When discussing the etymology of “Data Scientist” Patil writes that “Research Scientist” would not be as appropriate a term for this profession:
“Research scientist” was a reasonable job title used by companies like Sun, HP, Xerox, Yahoo, and IBM. However, we felt that most research scientists worked on projects that were futuristic and abstract, and the work was done in labs that were isolated from the product development teams. It might take years for lab research to affect key products, if it ever did. Instead, the focus of our teams was to work on data applications that would have an immediate and massive impact on the business. (emphasis added) The term that seemed to fit best was data scientist: those who use both data and science to create something new.

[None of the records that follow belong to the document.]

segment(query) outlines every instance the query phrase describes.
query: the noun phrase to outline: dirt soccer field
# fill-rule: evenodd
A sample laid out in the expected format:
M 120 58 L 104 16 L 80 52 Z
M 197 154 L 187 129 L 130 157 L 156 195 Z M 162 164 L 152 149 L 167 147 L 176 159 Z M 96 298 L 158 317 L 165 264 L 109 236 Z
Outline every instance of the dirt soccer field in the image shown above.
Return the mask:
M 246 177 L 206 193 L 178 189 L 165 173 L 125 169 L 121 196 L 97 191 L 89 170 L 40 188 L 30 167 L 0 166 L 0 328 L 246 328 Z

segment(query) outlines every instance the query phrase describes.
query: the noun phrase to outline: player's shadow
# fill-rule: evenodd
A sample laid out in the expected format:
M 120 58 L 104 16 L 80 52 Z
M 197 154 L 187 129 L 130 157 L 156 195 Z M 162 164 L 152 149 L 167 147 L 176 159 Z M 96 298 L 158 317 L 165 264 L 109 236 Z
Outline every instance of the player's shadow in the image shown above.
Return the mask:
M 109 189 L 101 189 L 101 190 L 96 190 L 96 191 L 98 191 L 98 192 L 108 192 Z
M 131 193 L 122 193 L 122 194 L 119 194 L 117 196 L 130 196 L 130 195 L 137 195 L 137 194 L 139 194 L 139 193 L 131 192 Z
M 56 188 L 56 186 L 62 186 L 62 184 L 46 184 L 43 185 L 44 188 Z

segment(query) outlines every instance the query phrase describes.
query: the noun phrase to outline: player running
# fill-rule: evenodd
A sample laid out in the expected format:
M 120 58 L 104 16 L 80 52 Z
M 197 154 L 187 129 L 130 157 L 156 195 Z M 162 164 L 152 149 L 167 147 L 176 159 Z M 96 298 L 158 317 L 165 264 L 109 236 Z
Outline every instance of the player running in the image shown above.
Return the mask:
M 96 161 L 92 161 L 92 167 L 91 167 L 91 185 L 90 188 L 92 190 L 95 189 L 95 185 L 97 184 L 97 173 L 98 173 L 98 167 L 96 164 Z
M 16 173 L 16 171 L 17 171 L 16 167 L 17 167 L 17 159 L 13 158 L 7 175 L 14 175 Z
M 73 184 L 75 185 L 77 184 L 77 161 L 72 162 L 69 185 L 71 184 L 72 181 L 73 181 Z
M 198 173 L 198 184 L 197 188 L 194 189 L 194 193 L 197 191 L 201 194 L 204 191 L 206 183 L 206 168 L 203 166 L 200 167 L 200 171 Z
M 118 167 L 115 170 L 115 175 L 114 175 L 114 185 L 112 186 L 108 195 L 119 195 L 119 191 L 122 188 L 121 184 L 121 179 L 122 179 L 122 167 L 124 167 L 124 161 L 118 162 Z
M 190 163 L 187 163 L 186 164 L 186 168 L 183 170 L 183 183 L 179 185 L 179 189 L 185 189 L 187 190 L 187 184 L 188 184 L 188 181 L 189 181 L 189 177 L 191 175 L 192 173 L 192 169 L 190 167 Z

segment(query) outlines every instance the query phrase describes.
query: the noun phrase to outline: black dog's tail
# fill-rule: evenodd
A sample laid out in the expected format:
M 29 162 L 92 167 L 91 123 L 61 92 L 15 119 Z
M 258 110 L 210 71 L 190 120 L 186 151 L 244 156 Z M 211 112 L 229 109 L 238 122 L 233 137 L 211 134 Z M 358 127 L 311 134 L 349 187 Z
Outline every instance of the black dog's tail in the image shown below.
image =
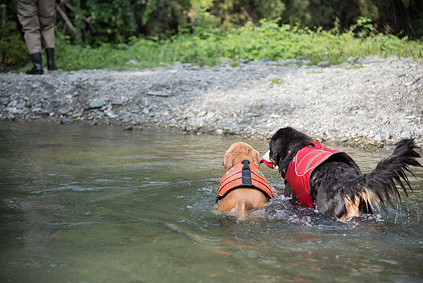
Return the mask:
M 361 177 L 359 183 L 364 189 L 364 195 L 366 197 L 364 198 L 367 203 L 373 203 L 378 208 L 381 207 L 385 211 L 386 210 L 385 200 L 392 206 L 394 206 L 392 199 L 396 205 L 398 204 L 398 199 L 400 200 L 401 197 L 396 181 L 408 196 L 404 183 L 411 191 L 412 188 L 410 186 L 405 171 L 411 173 L 414 176 L 410 167 L 422 167 L 422 164 L 416 159 L 420 157 L 420 155 L 415 150 L 416 148 L 418 147 L 415 145 L 413 139 L 402 140 L 392 155 L 381 161 L 372 173 Z

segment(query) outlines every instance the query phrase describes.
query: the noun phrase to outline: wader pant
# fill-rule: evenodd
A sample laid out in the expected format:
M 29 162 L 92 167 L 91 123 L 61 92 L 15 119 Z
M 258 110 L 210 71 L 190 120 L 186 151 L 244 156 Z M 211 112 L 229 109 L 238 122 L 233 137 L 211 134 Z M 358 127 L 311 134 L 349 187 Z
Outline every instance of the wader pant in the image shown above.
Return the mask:
M 30 55 L 41 52 L 41 35 L 45 48 L 54 48 L 55 4 L 55 0 L 18 0 L 18 16 Z

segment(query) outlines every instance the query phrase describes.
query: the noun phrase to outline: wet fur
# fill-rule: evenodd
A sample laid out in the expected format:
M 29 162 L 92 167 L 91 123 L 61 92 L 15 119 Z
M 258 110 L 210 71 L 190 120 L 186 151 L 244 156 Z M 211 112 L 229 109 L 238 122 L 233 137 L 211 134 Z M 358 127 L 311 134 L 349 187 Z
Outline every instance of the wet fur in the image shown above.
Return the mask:
M 271 160 L 285 179 L 288 165 L 297 152 L 314 141 L 290 127 L 278 131 L 269 142 Z M 310 196 L 324 216 L 338 220 L 372 213 L 372 204 L 386 210 L 385 201 L 393 206 L 400 199 L 396 182 L 407 194 L 404 183 L 412 191 L 405 171 L 410 166 L 422 167 L 416 160 L 414 140 L 400 141 L 393 154 L 381 161 L 369 174 L 362 174 L 355 163 L 347 163 L 333 155 L 314 169 L 310 176 Z M 286 182 L 285 195 L 292 194 Z
M 227 171 L 233 165 L 248 160 L 257 167 L 260 166 L 260 155 L 245 143 L 235 143 L 225 153 L 223 164 Z M 264 206 L 267 198 L 259 190 L 238 188 L 229 192 L 217 203 L 218 210 L 234 213 L 240 219 L 245 218 L 249 210 Z

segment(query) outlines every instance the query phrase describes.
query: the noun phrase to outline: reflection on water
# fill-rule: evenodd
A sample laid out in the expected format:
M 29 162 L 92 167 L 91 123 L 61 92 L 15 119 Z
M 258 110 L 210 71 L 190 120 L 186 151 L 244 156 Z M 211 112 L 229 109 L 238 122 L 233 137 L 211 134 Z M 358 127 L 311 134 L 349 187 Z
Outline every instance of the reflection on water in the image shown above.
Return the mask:
M 281 195 L 238 222 L 213 207 L 235 141 L 0 122 L 0 281 L 423 281 L 422 169 L 388 214 L 337 223 Z M 347 150 L 363 172 L 388 154 Z

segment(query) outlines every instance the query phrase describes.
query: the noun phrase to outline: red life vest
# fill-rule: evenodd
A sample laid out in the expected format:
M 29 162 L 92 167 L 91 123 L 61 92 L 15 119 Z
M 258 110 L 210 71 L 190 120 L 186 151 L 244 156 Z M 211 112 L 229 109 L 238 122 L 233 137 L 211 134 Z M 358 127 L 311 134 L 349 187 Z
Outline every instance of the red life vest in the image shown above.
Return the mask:
M 289 183 L 300 205 L 313 208 L 316 207 L 310 196 L 310 175 L 314 168 L 336 154 L 344 155 L 345 162 L 355 163 L 343 151 L 326 148 L 317 142 L 307 144 L 297 152 L 289 163 L 285 181 Z
M 217 200 L 239 187 L 255 188 L 269 198 L 274 197 L 271 188 L 263 173 L 248 160 L 235 164 L 223 174 L 217 189 Z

Elsewhere Patil provides a solid definition of Data Scientist, but this paragraph encapsulates the concept just as well: A Data Scientist uses data and science to have an immediate and massive impact on the business. Just moving data around? Not data science. Have an impact in the vague future? Not data science. Improving entirely on the margins? Not (all of) data science. Holding the Data Scientist’s feet to the fire — asking “How does this immediately and massively impact our business?” — provides accountability and hence focus for the team.
Writing a “big-think piece” is also a thankless task: the breadth of the topic means that it’s easy for critics to find something to criticize as being presented too simply. This ignores the contribution of providing a view of the new discipline from space, showing all of it as a piece, and showing (if briefly) how the disparate parts fit together. I was glad for a look at a map for this road I’m traveling.
Overall BDST is short, shorter than I would have liked. (I’m glad that Patil is sharing more of his experience through other venues.) The advice Patil gives about Data Science, forging teams, and hiring Data Scientists seems both specific and useful; I’ll post again as I have occasion to use his advice.
Recommendation: “Building Data Science Teams” is short, but with enough good ideas as to be required for anyone in business intelligence, internal data analysis, or applied computational modeling and prediction.